Sukses

Peneliti Sebut Hasil Rapid Test Covid-19 Masih Harus Diuji PCR

Alat yang lebih akurat untuk mendeteksi virus Corona yaitu dengan menggunakan PCR atau Polymerase Chain Reaction.

Liputan6.com, Jakarta - Pemerintah saat ini sudah menerapkan rapid test atau tes cepat untuk mendeteksi seseorang terpapar virus Corona atau Covid-19. Menurut Reaserch Fellow, A-Star Singapore atau Peneliti Bioteknologi Samira Husen Alamudin, tes tersebut belum menjamin keakuratan untuk mendeteksi virus ada di dalam tubuh.

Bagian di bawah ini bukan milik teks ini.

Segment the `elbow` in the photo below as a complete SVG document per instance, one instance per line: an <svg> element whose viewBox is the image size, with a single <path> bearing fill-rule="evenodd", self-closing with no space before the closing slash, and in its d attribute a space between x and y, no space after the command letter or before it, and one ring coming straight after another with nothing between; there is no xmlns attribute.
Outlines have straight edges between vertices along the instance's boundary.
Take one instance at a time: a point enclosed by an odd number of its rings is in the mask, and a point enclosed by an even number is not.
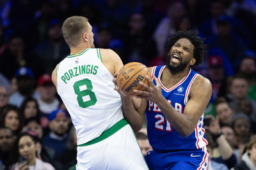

"Rapid test ini mendeteksi anti bodi dalam tubuh, sehingga menghasilkan sebagai respons atas infeksi virus. Jadi tidak mendeteksi virus, tapi respons tubuh, nah respons tubuh ini antibodi, biasanya bisa dideteksi setelah tiga hari atau tujuh hari setelah terinfeksi," kata Samira dalam diskusi dengan tema 'COVID-19 ujian kebersamaan kita' di Jakarta, Sabtu (21/3/2020). 

Dia mengatakan alat yang lebih akurat untuk mendeteksi virus Corona yaitu dengan menggunakan PCR atau Polymerase Chain Reaction. Pemeriksaan tersebut, yaitu memeriksa spesimen dari swab tenggorokan dan mulut dapat lebih akurat mengetahui DNA virus dalam tubuh.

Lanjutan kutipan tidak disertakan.